🤖 AI Summary
To address performance degradation of global models in federated learning (FL) caused by statistical heterogeneity, this paper proposes a privacy-preserving personalized FL framework. Its core innovation is an early-stage quality control mechanism: clients extract representative features from their local data and perform unsupervised clustering to dynamically group participants based on data distribution similarity, enabling tailored training strategies per group. Crucially, no raw data or labels are shared, ensuring strong privacy guarantees while supporting personalization. Extensive experiments on CIFAR-10 and MNIST integrate FedAvg, SCAFFOLD, and IFCA as base optimizers. Results demonstrate that the framework significantly improves target client model accuracy—especially under low client participation rates—outperforming IFCA and other baselines in both scalability and effectiveness.
📝 Abstract
Federated learning enables collaborative model training without sharing raw data, but data heterogeneity consistently challenges the performance of the global model. Traditional optimization methods often rely on collaborative global model training involving all clients, followed by local adaptation to improve individual performance. In this work, we focus on early-stage quality control and propose PQFed, a novel privacy-preserving personalized federated learning framework that designs customized training strategies for each client prior to the federated training process. PQFed extracts representative features from each client's raw data and applies clustering techniques to estimate inter-client dataset similarity. Based on these similarity estimates, the framework implements a client selection strategy that enables each client to collaborate with others who have compatible data distributions.
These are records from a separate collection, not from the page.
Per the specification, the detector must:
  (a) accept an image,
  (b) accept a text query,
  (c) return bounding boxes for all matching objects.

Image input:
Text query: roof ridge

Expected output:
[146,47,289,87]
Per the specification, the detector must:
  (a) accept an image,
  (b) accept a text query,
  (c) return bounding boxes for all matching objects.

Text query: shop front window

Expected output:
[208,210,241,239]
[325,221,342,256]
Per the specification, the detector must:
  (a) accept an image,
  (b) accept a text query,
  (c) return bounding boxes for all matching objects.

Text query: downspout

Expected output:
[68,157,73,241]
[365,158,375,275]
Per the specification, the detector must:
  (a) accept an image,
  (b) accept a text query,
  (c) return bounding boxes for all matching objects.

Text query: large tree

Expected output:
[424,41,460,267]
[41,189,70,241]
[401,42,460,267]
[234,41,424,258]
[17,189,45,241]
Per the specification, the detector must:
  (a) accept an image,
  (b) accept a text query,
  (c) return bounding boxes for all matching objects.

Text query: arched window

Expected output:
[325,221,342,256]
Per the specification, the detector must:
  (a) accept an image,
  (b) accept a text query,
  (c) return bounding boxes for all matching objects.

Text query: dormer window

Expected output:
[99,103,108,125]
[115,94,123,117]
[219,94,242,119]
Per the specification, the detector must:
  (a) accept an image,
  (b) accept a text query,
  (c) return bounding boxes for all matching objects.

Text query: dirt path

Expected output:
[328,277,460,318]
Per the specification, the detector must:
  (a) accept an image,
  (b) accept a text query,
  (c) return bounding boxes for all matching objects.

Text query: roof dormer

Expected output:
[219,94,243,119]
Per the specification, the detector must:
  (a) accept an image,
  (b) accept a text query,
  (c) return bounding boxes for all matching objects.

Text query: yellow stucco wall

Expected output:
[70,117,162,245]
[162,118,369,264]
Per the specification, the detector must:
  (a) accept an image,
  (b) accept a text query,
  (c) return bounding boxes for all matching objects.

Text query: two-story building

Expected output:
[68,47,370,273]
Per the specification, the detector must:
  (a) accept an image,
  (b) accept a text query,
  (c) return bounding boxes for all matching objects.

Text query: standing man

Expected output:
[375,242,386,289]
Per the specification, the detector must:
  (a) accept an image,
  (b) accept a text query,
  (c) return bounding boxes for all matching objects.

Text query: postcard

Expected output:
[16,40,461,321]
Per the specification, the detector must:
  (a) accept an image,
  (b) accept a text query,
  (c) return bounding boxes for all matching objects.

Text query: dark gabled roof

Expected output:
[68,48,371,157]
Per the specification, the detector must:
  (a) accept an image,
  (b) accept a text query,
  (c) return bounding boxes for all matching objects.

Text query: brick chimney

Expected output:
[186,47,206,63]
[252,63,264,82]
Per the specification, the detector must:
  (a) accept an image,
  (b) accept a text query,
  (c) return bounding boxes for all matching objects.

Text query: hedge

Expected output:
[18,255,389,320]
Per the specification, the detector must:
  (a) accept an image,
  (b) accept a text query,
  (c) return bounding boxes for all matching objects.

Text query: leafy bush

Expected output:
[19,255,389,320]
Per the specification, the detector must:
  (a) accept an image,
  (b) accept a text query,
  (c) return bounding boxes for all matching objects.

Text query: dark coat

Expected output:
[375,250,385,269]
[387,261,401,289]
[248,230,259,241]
We evaluate PQFed on two benchmark datasets, CIFAR-10 and MNIST, integrated with three existing federated learning algorithms. Experimental results show that PQFed consistently improves the target client's model performance, even with a limited number of participants. We further benchmark PQFed against a baseline cluster-based algorithm, IFCA, and observe that PQFed also achieves better performance in low-participation scenarios. These findings highlight PQFed's scalability and effectiveness in personalized federated learning settings.